Technologically, the AX1600i undoubtedly is the most advanced PSU that is currently available to consumers. The Gallium Nitride (GaN) parts are smaller, lighter, and significantly more efficient than their classic silicon-based counterparts. Their use allowed Flextronics (and ultimately Corsair) to design a platform that combines better overall performance and higher output into a smaller chassis. The end result is a PSU that is no larger than most 800W designs and yet is capable of delivering twice that power output without flinching. GaN parts are greatly more expensive than their silicon-based counterparts but the final product's cost was partially offset by the reduction in size and cooling requirements, allowing Corsair to maintain the price of the AX1600i at relatively reasonable levels.
The overall performance of the AX1600i is incomparable to that of classic PSU designs. Even the top tier models from other known manufacturers would have a hard time competing with the AX1600i on a single performance aspect - let alone every aspect. The power quality is textbook, with barely any voltage ripple appearing on any of the lines and under any load, while the voltage regulation is practically ideal. The very high electrical efficiency of the platform not only minimizes energy waste but also allows the PSU to operate very quietly and maintain low internal temperatures even when heavily loaded. Its very high quality parts are almost completely unaffected by environmental factors, ensuring that the AX1600i will perform 100% even in harsh environments. Taken altogether this means that the AX1600i has no peer; simpy put, its performance is unparalleled.

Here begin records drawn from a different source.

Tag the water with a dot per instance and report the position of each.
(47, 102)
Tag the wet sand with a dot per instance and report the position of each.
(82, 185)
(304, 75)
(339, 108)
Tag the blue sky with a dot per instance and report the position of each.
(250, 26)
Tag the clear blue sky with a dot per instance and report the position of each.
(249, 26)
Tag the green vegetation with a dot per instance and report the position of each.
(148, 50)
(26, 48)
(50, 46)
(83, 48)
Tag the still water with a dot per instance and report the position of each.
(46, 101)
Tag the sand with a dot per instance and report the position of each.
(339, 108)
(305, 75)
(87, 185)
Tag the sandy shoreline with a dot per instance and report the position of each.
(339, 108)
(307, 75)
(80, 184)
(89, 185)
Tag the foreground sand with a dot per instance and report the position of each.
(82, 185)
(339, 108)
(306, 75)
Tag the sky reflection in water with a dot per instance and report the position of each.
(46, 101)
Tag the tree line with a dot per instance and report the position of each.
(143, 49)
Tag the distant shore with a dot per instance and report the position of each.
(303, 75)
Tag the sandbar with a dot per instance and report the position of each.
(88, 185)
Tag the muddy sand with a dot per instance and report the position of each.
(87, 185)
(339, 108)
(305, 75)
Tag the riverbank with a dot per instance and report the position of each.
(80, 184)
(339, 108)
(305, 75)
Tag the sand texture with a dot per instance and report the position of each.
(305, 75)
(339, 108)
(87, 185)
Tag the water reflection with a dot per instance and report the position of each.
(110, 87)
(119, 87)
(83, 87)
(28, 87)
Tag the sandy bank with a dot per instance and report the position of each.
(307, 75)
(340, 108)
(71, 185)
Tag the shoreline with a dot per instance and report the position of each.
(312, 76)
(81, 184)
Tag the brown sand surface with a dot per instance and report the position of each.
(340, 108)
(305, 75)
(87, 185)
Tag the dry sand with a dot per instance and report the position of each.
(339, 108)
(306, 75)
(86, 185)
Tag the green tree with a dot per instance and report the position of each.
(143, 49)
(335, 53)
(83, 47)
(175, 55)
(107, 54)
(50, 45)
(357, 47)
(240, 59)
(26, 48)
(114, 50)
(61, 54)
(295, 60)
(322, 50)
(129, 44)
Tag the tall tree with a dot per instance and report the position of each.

Corsair's flagship combines the best possible overall performance with exceptional quality parts, fashioning the best consumer PSU that money can buy. However, the AX1600i's true enemy is itself. With a price tag of $500 and a power output of 1600 Watts, the PSU is both preposterously expensive compared to regular designs and has a power output that will be vastly oversized for almost every kind of user. Only a system with a very powerful CPU and at least four top-tier graphics cards will be able to reasonably load an AX1600i, and these systems are quickly becoming a relic as NVIDIA scale back on SLI & CrossFire support. Instead we'd be looking at edge cases such as heavily overclocked systems with a smaller number of video cards, or someone who needs a lot of Titan Vs for productivity purposes.
Still, Corsair's move to GaN components signifies a very important milestone, as it is very likely that we will be seeing them implemented in less powerful units in the near future. They will be especially useful in SFX designs, as they will be able to deliver a high power output very efficiently, allowing the creation of quiet SFX units for living room gaming systems.